# Comma police in Julia

Julia can read and write csv files as well.

The straight forward way is using `load()` and `save()`. Julia will try to guess the format of the file by its extension (e.g., if the file is called "blablab.csv" it will assume it is a csv file. `load()` can also load entire directories of files in one go: just provide the path to the directory. It will try to produce 

The Input and Output of Files is handled in genral by the package `FileIO`. You already have it if you have installed Queryverse in the previous labs. You can load it either directly (in "isolation"):

In [None]:
using Pkg

In [None]:
# using FileIO

or loading the full Queryverse.

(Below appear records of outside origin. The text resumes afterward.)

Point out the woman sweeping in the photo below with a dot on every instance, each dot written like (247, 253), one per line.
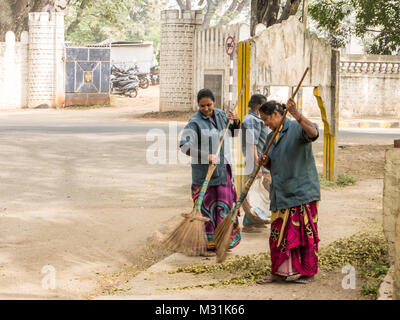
(200, 139)
(294, 194)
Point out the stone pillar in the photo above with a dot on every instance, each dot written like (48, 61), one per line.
(176, 58)
(45, 56)
(396, 284)
(391, 197)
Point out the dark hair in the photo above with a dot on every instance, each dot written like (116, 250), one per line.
(269, 107)
(255, 100)
(205, 93)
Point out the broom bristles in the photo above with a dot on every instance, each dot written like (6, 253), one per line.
(188, 237)
(223, 247)
(222, 237)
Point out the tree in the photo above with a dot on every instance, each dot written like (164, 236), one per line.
(269, 12)
(92, 21)
(375, 21)
(14, 14)
(216, 12)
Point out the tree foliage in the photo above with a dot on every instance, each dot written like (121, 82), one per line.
(375, 21)
(92, 21)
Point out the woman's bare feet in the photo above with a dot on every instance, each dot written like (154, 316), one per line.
(304, 279)
(272, 278)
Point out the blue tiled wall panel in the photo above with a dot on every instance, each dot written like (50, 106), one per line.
(77, 54)
(105, 77)
(88, 87)
(99, 54)
(79, 78)
(87, 66)
(69, 76)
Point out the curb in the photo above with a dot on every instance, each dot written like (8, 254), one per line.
(364, 124)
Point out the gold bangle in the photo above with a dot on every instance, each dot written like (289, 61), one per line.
(300, 119)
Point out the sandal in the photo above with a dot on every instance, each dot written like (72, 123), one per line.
(271, 279)
(304, 280)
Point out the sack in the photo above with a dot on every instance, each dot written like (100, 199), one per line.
(258, 201)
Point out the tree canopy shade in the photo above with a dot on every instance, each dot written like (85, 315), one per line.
(375, 21)
(93, 21)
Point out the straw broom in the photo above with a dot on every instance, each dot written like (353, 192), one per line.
(224, 230)
(189, 236)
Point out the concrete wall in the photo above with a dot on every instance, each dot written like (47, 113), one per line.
(127, 55)
(281, 53)
(391, 197)
(396, 284)
(210, 58)
(176, 58)
(391, 212)
(32, 70)
(370, 85)
(14, 72)
(46, 59)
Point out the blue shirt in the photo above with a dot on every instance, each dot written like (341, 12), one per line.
(254, 132)
(202, 134)
(293, 170)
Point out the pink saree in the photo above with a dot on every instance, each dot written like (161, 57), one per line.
(294, 240)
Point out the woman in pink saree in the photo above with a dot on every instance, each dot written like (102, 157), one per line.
(294, 194)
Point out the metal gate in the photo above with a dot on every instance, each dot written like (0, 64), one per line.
(87, 76)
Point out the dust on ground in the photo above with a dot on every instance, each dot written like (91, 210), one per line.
(364, 163)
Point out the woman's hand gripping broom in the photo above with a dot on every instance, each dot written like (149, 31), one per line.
(189, 236)
(223, 232)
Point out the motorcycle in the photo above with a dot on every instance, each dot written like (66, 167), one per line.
(123, 83)
(154, 75)
(144, 77)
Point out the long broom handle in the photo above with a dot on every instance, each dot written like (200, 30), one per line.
(212, 166)
(250, 181)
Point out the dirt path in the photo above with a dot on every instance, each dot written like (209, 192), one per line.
(84, 204)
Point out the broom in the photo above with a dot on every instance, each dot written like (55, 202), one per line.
(224, 230)
(189, 236)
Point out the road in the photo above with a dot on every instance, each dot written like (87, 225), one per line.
(79, 195)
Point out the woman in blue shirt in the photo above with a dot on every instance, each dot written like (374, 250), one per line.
(294, 194)
(200, 139)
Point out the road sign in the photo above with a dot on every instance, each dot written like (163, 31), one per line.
(229, 45)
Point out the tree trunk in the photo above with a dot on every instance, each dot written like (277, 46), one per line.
(71, 28)
(211, 8)
(289, 9)
(242, 5)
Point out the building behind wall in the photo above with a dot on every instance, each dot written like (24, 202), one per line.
(129, 53)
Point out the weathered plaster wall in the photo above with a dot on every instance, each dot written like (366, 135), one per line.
(282, 52)
(391, 197)
(14, 71)
(45, 59)
(177, 58)
(370, 86)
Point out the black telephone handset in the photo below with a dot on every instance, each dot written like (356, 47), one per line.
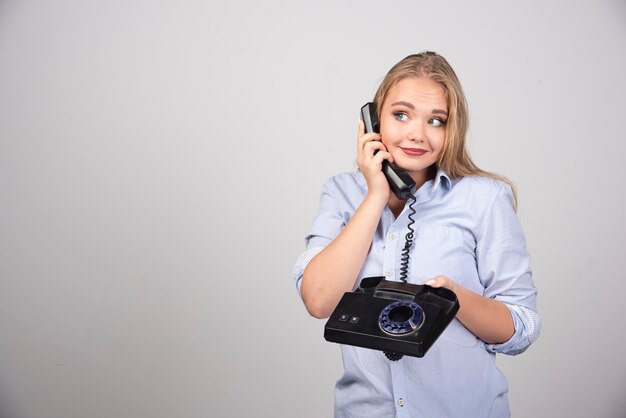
(399, 180)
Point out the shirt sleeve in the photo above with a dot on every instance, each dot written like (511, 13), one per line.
(504, 270)
(326, 227)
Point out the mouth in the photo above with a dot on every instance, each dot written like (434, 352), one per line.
(414, 152)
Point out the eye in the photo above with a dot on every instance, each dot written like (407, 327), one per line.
(436, 122)
(401, 116)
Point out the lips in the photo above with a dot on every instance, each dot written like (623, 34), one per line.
(414, 152)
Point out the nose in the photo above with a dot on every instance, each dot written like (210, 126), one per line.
(417, 131)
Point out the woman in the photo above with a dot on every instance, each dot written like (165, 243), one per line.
(467, 239)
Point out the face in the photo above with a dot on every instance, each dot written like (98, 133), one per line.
(413, 124)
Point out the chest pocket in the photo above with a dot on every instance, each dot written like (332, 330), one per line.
(440, 251)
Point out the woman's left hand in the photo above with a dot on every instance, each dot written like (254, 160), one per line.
(442, 281)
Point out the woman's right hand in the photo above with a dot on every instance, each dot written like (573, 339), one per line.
(370, 165)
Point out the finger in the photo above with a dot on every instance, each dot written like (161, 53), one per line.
(365, 139)
(438, 281)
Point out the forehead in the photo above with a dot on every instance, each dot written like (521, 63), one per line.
(418, 91)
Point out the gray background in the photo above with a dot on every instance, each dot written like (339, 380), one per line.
(161, 161)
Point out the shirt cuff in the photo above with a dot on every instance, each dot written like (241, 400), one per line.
(527, 329)
(302, 262)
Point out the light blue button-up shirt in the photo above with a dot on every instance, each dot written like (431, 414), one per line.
(465, 229)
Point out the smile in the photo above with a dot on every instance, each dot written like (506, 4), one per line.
(414, 152)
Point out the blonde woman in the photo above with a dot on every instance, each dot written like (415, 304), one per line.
(467, 239)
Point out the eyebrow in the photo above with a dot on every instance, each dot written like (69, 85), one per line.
(410, 106)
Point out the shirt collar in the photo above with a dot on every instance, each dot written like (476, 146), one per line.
(442, 178)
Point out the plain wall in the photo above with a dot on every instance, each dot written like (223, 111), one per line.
(161, 162)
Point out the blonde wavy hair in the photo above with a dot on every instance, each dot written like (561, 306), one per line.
(454, 158)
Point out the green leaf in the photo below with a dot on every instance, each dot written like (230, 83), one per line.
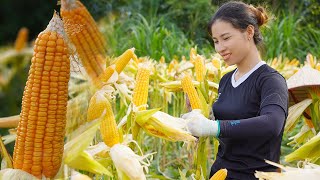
(182, 175)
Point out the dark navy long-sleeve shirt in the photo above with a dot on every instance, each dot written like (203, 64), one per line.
(252, 117)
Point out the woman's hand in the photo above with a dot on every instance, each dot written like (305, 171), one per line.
(198, 125)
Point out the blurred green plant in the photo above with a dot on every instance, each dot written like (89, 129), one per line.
(154, 38)
(287, 37)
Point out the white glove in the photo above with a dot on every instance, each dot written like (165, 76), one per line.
(198, 125)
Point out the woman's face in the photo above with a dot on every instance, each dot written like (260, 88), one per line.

The Queryverse has very good documentation https://www.queryverse.org/, get familiar with it.

In [None]:
using Queryverse

and we load also the rest of the packages we need

In [None]:
using VegaDatasets, VegaLite

To write a csv is quite easy: pass a dataframe (or any  other format for tabular data) to `save()` specifying the name of the file you want to create:

In [None]:
dataset("cars") |>
  save("Data/cars.csv")

Uh, what happens there? Well, let's read. Apparently, the folder "Data" is not there. And indeed, it is not there, yet. If we start a cell with ";" then we can pass any shell command. We use this to create the folder we need.

In [None]:
; mkdir Data

And then we try again.

In [None]:
dataset("cars") |>
  save("Data/cars.csv")

Reading a csv requires to know where it is:

In [None]:
cars = load("Data/cars.csv")

The ouput of `load()` is NOT a dataframe, but ... a CSVFiles. This is because Julia does not read ALL the file in memory, but it keeps on disk and access it as it needs it.

In [None]:
cars |>
 typeof

Yet, the output is still tabular data, in particular an "IndexedTable" (in the Queryverse jargon), and so we can filer and operate on it as we do with dataframes:

In [None]:
cars |>
  @filter(_.Origin=="Europe") |>
  @vlplot(:point, x=:Horsepower, y=:Acceleration, color="Cylinders:n")

And we can always transform it into a dataframe:

In [None]:
cars |>
  DataFrame |>
  describe

### beyond csv

`load()` is able to load a bunch of different formats: csv and excel files, but also SPSS, Stat and SAS files. And more. 

For the time being, `save()` is more limited and can save in csv and two special formats (feather and bedgraph).

For more details see here: http://www.david-anthoff.com/jl4ds/stable/fileio/#The-load-and-save-function-1

## Complicated csvs

If you find some nasty and complicated csv, which `load()` are not able to handle, the way out is using the dedicated package [CSV](http://juliadata.github.io/CSV.jl/stable/index.html#High-level-interface-1).

In [None]:
# Pkg.add("CSV")

In [None]:
using CSV

The main functions here are `CSV.write()` to write a csv, `CSV.read()` to read a csv, and `CSV.validate()` to get information about why the reading of a csv file fails.

## Excelles

Julia handles excel files in a similar way that `readxl` in R does. The package in this case is `ExcelFiles` (see: https://github.com/queryverse/ExcelFiles.jl ).

In [None]:
# Pkg.add("ExcelFiles")

In [None]:
using ExcelFiles

The main functions here are named similary to the CSV package.

# Your turn

Load a dataset from VegaDataset (e.g., `dataset("iris")`), do some wrangling, and write it to disk as a csv. Then read it back

In [None]:
# your code here.